It Is Time for Law Schools To Start Teaching Applied Cybersecurity

Technology is becoming more and more intrinsic to the practice of law, providing a setting that yields more efficient results for lawyers and clients. It has also exposed the legal profession to many cyber risks and threats, which lawyers need to be prepared to foresee and avoid.

Introduction

Having a background in both law and computer science, and having worked in information security for some years, means that I am often on the receiving end of all sorts of IT-related questions from my lawyer friends.

Over the last few years, I have seen these questions evolve from editing PDF files and setting up IMAP email accounts to explaining what a VPN is and why Chrome flags a particular website as not secure. This evolution has not been linear — at all.

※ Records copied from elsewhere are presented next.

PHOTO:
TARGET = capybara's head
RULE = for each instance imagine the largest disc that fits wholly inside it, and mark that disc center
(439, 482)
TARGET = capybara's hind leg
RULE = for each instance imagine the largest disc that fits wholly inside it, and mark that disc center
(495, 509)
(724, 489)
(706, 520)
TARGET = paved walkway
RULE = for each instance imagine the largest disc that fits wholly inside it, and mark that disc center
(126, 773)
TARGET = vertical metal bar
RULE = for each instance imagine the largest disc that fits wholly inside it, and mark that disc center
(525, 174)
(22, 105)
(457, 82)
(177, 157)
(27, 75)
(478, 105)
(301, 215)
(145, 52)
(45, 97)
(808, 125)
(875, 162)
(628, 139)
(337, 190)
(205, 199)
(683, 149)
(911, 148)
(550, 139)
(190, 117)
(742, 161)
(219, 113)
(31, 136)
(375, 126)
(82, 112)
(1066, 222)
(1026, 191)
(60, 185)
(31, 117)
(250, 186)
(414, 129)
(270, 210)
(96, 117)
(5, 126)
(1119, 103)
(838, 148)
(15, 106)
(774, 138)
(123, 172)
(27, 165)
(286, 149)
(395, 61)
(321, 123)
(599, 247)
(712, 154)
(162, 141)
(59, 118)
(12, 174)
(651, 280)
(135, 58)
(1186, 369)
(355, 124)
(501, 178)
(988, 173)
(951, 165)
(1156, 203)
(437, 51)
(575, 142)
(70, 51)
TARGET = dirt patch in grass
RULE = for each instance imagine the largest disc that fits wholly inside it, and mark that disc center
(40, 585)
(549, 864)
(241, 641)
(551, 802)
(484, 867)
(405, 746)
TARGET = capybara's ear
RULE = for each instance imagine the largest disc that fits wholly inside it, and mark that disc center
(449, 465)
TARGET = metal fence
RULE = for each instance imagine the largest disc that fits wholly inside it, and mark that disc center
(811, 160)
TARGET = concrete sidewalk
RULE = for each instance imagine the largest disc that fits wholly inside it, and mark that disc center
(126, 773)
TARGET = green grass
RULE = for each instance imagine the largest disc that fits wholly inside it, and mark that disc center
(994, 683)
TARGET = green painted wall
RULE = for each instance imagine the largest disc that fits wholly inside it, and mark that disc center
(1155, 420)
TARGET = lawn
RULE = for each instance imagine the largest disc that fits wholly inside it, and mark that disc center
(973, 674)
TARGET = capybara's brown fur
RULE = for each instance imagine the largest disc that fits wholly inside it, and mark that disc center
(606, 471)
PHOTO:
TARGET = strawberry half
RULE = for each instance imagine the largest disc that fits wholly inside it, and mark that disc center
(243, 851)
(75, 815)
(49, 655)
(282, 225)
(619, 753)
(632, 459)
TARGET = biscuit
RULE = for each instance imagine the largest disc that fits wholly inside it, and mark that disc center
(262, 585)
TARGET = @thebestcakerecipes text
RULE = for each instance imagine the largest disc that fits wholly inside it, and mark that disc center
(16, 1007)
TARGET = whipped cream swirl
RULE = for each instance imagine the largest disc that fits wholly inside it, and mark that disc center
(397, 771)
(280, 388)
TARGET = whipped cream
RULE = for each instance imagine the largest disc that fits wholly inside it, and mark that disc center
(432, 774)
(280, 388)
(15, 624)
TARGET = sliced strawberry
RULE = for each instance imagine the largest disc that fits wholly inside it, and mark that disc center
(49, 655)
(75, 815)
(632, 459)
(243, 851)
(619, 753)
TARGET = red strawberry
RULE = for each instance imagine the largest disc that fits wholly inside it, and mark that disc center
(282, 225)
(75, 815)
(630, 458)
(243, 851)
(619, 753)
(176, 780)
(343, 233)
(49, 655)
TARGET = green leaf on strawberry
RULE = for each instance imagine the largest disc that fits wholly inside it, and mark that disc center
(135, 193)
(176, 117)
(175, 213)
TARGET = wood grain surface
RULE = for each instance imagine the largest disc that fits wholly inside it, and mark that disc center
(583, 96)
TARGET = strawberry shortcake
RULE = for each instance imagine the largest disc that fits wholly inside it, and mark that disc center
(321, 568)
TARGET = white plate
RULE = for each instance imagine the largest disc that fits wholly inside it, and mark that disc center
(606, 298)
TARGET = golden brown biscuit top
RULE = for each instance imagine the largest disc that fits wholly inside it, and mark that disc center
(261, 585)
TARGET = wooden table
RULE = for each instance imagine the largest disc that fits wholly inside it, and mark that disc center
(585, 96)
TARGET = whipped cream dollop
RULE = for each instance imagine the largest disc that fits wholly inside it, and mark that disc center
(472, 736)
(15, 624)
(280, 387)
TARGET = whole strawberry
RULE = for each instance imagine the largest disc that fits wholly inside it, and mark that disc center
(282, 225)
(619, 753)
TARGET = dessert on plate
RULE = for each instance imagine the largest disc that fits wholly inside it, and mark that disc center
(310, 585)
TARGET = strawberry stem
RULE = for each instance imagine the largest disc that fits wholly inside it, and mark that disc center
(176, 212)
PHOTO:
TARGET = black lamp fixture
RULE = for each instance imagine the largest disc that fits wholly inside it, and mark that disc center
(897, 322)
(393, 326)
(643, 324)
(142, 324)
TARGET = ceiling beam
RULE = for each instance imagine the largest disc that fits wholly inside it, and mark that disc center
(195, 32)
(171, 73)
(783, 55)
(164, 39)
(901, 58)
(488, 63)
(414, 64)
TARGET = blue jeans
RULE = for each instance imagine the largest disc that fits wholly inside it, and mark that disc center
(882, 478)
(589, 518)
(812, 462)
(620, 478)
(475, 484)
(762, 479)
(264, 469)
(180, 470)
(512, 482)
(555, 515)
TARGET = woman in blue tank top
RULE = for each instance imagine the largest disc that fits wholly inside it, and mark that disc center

Already for the past five years, large law firms had been cautiously testing technology solutions in general, and legal tech ones, in particular, albeit with minimal budgets, and, ultimately, on some occasions also implementing them. The current pandemic, however, has forced lawyers, law firms of every size, and the entire justice system altogether to swiftly rely on technology to prevent what could have been a catastrophic halt.

In a matter of days, face-to-face meetings involving client-confidential information have transitioned to videoconferencing, delicate case files have been moved to the cloud and accessed via VPN by lawyers working from home, the execution of multimillion-dollar M&A deals has become digital, and so forth.

Looking at the bright side, this has undeniably resulted in more flexible work for lawyers and more efficient results for many clients. However, it has also presented cybercriminals with a multitude of opportunities for attacks, all of which carry potentially severely impactful consequences.

Lawyers, therefore, need to be aware of these cyber risks and threats to foresee and avoid them, and in some cases, to promptly mitigate the effects of malicious attacks.

The role of awareness in cybersecurity

Awareness is critical when it comes to cybersecurity. Every year, organizations worldwide spend millions first to assess the level of awareness of their employees vis-à-vis cyber risks and threats, and then on targeted employees awareness campaigns and training.

Large international law firms are part of this cohort of organizations. They not only invest in keeping associates and partners alike aware of cyber risks and threats but also have the resources to establish effective cybersecurity capabilities such as fully-fledged Security Operation Centers (SOCs).

However, solo practitioners and small and medium law firms do not possess the resources to have dedicated in-house cybersecurity teams and consultants-led awareness campaigns. Hence, in the vast majority of cases, they must rely on their knowledge, attitudes, and behaviours to be cyber secure and shield their practices and their clients from cyber risks and threats.

How law schools can ignite and foster a culture of cybersecurity

The purpose of law schools is to educate future lawyers. Regardless of the size of the law firm that they will work for. Therefore, law schools should equip law students with the necessary knowledge, skills, and tools to be cyber-secure legal professionals from day one after graduation.

While technology demands that lawyers change the way they work as they know it, cybersecurity is there, among other things, to protect deontologically paramount duties such as client confidentiality.

For these reasons, law schools should educate students in information security, cybersecurity ethical and legal practices, as well as in avoiding/mitigating cyber risks and threats by:

#1: Generating awareness about cyber risks and threats among law students:

By leveraging real-life case studies, law students can be made aware of the risks and threats associated with technologies that they will later use as lawyers. They can learn to adopt behaviours that are proven to be cyber-secure and prevent attacks and incidents. For example, by studying a real-life Man-In-The-Middle (MitM) attack case, law students could learn the importance of never transmitting personal and confidential data over unencrypted HTTP connections.

#2: Providing students with hands-on IT training:

Through a combination of theory-based learning and hands-on laboratories/workshops, law students can learn basic technical knowledge and acquire practical skills in analyzing and defending computer systems, protecting their clients’ data, and be resilient in the aftermath of attacks and incidents. To this end, core topics could include notions of Computer Architecture and Operating Systems, Computational Thinking, Computer Networking, Information Protection, and Cloud Security.

#3: Contextualizing cybersecurity within the overarching theme of legal education:

Ethics, privacy, and applicable cybersecurity laws and regulation should form an integral part of the applied cybersecurity curriculum. This would provide students with a valuable holistic cybersecurity education, which as a consequence, would also benefit those students interested in becoming cybersecurity lawyers by allowing them to better interact with clients and technical experts, as individual cases may require.

#4: Recruiting ad hoc lecturers with interdisciplinary backgrounds:

To deliver a holistic applied cybersecurity education, law schools should recruit lecturers with an interdisciplinary background in computer science/security and law. After all, a handshake in contract law and one in computer networking are two very different things.

Conclusion

The bond between technology and the legal profession is here to stay. With the profession being digitally transformed and with legal technology automating an ever-larger number of tasks, lawyers will increasingly be exposed to cyber risks. Law schools can play a crucial role in igniting and fostering a cybersecurity culture that benefits lawyers, clients, and that ultimately protects the ethical pillars of the legal profession.